I know this is old question in fact i have seen many links related to my question:
Using fuzzywuzzy to create a column of matched results in the data frame
How to compare a value in one dataframe to a column in another using fuzzywuzzy ratio
But i didnt get any proper solution for this
below is my code:
g = [{'column1': 'ryzen 5 5600'},{'column1':'ram 8 gb ddr4 3.2ghz'}, {'column2':'SSD
220gb'}, {'column3':'windows 10 prof'},
{'column2':'ryzen 5 3600'}, {'column1':'ram 16 gb ddr4'}]

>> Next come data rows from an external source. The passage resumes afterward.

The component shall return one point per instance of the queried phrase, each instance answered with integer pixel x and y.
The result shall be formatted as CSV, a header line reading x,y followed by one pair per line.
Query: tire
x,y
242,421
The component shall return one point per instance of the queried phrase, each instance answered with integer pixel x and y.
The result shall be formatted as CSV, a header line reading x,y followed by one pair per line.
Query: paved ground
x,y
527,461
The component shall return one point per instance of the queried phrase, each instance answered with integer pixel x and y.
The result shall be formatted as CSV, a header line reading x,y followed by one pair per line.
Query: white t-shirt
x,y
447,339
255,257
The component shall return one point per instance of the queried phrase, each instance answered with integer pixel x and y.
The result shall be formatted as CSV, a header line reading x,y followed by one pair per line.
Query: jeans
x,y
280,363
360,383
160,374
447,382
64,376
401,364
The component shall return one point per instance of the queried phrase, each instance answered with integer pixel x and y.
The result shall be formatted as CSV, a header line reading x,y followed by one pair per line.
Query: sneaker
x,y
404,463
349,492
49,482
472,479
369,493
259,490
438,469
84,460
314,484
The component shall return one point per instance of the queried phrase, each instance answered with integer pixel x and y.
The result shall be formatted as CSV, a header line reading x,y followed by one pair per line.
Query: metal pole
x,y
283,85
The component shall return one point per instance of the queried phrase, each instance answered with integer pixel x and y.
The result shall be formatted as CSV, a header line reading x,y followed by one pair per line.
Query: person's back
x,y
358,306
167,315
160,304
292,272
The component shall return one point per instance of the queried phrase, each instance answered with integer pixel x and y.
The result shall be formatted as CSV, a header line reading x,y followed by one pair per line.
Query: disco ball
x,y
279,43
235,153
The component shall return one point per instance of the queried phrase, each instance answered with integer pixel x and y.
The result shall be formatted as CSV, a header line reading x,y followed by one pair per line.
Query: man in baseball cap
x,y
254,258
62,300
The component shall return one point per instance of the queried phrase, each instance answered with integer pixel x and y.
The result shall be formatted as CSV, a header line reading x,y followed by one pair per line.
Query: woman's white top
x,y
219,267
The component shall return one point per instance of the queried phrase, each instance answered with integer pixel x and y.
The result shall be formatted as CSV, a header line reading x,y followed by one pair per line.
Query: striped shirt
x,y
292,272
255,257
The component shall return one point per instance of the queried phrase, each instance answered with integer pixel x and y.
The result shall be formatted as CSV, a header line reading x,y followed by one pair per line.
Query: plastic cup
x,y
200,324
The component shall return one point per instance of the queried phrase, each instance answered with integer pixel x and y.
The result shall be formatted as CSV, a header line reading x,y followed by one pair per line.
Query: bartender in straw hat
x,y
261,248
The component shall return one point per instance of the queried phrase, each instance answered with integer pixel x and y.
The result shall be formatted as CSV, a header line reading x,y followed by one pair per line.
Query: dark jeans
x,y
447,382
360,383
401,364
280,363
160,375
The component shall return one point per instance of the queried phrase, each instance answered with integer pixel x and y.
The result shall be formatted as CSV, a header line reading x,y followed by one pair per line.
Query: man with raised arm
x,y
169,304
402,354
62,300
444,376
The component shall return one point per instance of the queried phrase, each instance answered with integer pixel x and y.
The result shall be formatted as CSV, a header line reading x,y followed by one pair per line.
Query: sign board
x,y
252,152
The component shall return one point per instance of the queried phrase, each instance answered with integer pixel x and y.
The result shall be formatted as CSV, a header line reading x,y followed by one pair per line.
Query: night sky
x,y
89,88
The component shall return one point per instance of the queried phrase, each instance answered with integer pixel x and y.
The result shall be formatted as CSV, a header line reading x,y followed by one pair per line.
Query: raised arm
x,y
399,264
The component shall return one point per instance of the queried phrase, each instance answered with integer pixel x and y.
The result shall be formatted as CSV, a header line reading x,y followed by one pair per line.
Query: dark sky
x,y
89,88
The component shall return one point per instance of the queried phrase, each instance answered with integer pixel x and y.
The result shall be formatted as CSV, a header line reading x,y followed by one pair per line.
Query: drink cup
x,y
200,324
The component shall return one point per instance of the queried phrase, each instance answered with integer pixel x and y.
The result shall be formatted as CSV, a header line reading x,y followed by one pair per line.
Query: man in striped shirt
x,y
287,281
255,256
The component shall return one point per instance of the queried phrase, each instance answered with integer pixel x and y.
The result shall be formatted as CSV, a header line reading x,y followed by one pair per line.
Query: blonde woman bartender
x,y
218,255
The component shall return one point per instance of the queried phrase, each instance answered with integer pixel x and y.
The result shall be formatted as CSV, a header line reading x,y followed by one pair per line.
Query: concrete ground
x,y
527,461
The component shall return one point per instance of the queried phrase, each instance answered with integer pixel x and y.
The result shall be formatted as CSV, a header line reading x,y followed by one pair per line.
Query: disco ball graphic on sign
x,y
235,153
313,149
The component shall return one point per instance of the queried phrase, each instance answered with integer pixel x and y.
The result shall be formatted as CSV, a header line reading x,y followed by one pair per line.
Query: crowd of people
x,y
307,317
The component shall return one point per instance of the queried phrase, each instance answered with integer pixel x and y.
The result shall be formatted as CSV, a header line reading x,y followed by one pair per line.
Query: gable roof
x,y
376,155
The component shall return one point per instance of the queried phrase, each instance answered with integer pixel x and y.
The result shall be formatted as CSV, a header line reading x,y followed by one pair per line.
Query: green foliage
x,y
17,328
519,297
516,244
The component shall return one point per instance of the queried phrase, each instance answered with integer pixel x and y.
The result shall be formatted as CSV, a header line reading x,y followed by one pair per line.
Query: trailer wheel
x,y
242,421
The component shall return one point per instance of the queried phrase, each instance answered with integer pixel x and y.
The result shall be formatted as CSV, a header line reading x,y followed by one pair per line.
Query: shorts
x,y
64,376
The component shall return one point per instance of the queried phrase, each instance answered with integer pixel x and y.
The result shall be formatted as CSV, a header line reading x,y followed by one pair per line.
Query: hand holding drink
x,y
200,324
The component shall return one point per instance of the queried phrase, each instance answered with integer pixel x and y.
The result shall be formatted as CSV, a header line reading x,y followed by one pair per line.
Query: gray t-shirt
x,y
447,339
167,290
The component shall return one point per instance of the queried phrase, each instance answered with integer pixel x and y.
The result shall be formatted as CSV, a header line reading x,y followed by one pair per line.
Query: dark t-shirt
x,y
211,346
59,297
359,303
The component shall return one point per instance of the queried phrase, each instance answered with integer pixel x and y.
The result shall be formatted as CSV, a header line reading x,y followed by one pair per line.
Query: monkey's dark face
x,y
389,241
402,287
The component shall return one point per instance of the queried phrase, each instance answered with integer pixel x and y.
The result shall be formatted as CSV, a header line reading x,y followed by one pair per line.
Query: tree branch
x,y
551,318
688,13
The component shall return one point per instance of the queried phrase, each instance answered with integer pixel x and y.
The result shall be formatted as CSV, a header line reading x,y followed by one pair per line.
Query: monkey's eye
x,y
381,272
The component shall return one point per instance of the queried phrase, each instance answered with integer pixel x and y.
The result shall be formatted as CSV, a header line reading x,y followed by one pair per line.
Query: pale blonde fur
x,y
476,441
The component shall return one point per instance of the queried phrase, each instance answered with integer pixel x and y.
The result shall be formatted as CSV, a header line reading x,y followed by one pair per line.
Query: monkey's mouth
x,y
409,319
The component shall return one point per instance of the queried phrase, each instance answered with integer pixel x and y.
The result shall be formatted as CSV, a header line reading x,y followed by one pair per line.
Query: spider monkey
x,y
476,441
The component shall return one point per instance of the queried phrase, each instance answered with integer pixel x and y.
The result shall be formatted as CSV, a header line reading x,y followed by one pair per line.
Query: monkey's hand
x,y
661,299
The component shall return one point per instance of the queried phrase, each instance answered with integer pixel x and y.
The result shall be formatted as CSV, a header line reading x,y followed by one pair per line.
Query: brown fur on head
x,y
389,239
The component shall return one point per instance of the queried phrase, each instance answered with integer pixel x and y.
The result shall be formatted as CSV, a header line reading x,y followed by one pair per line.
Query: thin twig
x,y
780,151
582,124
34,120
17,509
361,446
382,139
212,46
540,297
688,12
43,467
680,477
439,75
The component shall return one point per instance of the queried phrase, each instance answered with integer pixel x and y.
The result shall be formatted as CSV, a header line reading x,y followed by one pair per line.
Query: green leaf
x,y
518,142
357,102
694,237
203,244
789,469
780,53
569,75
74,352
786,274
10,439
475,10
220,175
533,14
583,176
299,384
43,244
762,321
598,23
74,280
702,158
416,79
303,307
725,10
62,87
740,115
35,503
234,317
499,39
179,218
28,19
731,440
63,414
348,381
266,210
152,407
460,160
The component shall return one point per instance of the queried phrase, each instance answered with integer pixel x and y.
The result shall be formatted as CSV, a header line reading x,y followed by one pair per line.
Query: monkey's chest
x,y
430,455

df1=pd.read_excel('product1.xlsx', header=None, index_col=False)
s = []
for l in df1.values:
l = ', '.join(l)
s.append(l)
s = ', '.join(s)
MIN_MATCH_SCORE = 30
guessed_word = [d for d in g if fuzz.token_set_ratio(s, list(d.values())[0]) >= 30]
product1 contains:
0 GB ddr4
1 HDD 256GB
2 SSD
3 ryzen 5
4 Win 10 Pro
guessed_word contains:
#gives good output
[{'column1': 'ryzen 5 5600'},
{'column1': 'ram 8 gb ddr4 3.2ghz'},
{'column2': 'SSD 220gb'},
{'column3': 'windows 10 prof'},
{'column2': 'ryzen 5 3600'},
{'column1': 'ram 16 gb ddr4'}]
After appending to dataframe:
df3 = pd.Dataframe(guessed_word)
df3 contains:
column1 column2 column3
ryzen 5 5600 SSD 220gb windows 10 prof
ram 8 gb ddr4 3.2ghz ryzen 5 3600
ram 16 gb ddr4
But i want following output:
#product1 column1 column2 column3
0 GB ddr4 ram 8 gb ddr4 3.2ghz, ram 16 gb ddr4 NAN NAN
1 HDD 256GB NAN NAN NAN
2 SSD NAN SSD 220gb NAN
3 ryzen 5 ryzen 5 5600 ryzen 5 3600 NAN
4 Win 10 Pro NAN NAN windows 10 prof
is it possible to sort with df.sort_values or anything ? i tried and none of that are working.